September 1

What was advertised in a colonial American newspaper 250 years ago today?

Sep 1 - 9:1:1770 Providence Gazette
Providence Gazette (September 1, 1770).

“At the Sign of the Unicorn and Mortar.”

On the first day of September in 1770, Benjamin Bowen and Benjamin Stelle advertised “MEDICINES, A full and general Assortment, Chymical and Galenical,” in the Providence Gazette.  They informed prospective customers that they could purchase these medicines “at the well-known Apothecary’s Shop just below the Church, at the Sign of the Unicorn and Mortar.”  In case that shop was not as familiar to readers as Bowen and Stelle suggested it might be, they named the sign that adorned it.  That landmark identified the exact location to acquire “the best of MEDICINES” and “CHOCOLATE, by the Pound, Box, or Hundred Weight.”

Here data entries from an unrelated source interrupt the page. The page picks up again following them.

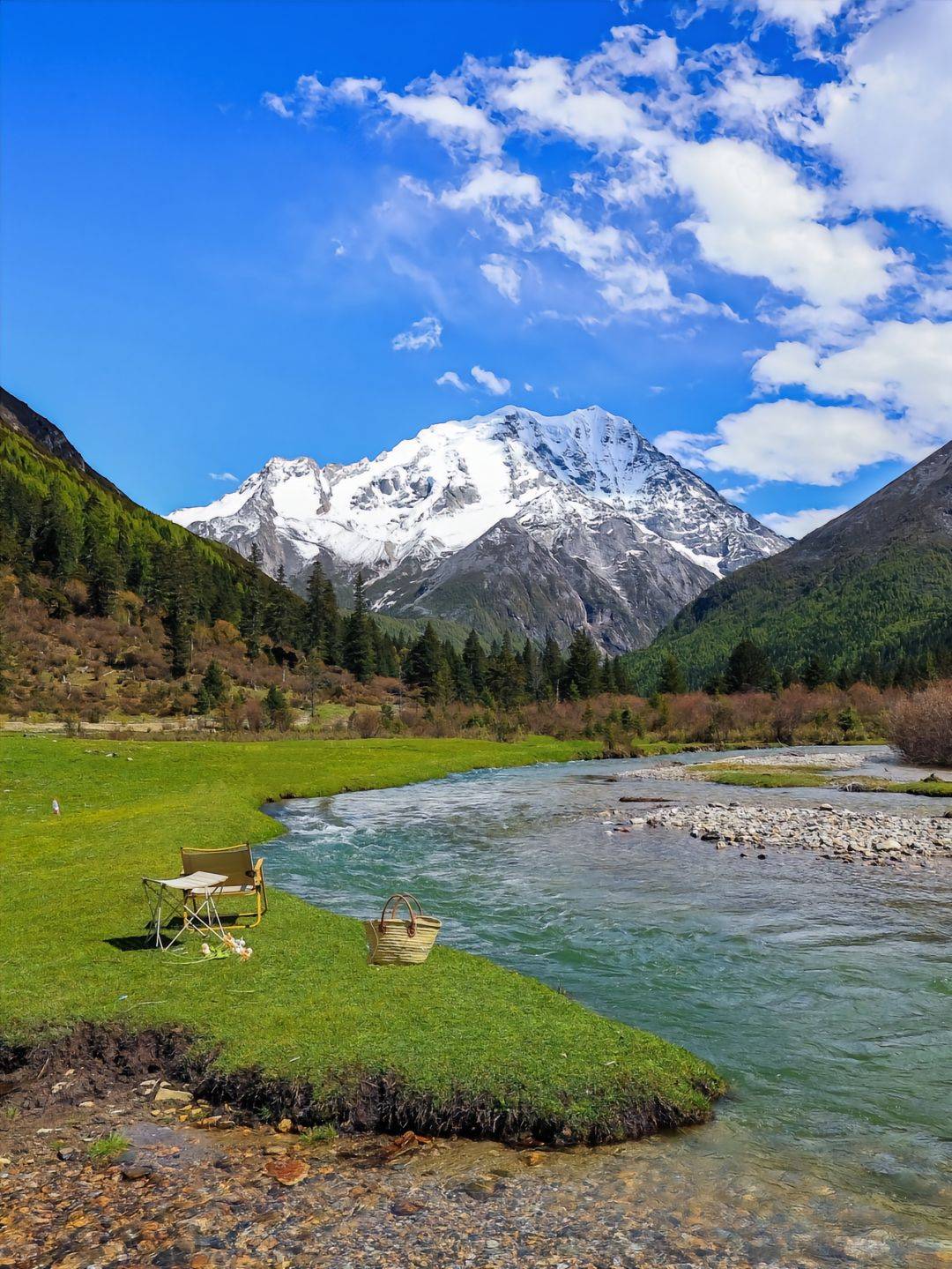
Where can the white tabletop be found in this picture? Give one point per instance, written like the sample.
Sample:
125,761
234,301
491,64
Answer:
190,881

Newspaper advertisements placed by entrepreneurs like Bowen and Stelle testify to the visual landscape that colonists encountered as they traversed the streets of towns and cities in eighteenth-century America.  In addition to the “Sign of the Unicorn and Mortar,” that same issue of the Providence Gazette included directions to John Carter’s printing office at “the Sign of Shakespeares Head.”  Not all advertisers always included their shop signs in their notices.  Joseph Russell and William Russell placed an advertisement for gun powder and shot that did not make reference to the “Sign of the Golden Eagle.”  On other occasions, however, they were just as likely to include the sign without their name, so familiar had it become in Providence.

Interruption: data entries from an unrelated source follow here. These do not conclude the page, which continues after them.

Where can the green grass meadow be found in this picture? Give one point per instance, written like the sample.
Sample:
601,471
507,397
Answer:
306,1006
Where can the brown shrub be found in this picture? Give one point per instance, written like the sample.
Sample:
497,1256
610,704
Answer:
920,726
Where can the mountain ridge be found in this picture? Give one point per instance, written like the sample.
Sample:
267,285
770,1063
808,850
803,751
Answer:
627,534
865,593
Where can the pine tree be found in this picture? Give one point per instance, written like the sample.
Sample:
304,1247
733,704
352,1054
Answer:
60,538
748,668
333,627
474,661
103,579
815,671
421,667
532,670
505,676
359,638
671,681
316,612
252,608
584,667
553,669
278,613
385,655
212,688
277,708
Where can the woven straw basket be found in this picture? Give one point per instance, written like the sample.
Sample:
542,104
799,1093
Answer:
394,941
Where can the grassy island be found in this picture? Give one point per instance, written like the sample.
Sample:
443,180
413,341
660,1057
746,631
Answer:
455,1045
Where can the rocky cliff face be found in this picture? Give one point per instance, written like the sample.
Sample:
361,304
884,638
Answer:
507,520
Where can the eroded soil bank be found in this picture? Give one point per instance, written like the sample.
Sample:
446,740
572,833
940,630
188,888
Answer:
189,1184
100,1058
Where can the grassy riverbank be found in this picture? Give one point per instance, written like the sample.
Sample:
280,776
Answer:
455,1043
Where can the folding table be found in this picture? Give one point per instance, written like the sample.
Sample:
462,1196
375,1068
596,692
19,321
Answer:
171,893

Very few eighteenth-century shop signs survived into the twenty-first century.  Evidence that the “Unicorn and Mortar,” “Shakespeares Head,” and the “Golden Eagle” once marked places of commercial activity and aided colonists in navigating the streets of Providence and other places comes from newspaper advertisements and other documents from the period.  Any catalog of such signs draws heavily from advertisements since colonists so often referenced them in their notices.  Even those who did not have shop signs of their own listed their locations in relation to nearby signs, suggesting the extent that shop signs helped colonists make sense of their surroundings and navigate the streets of towns and cities.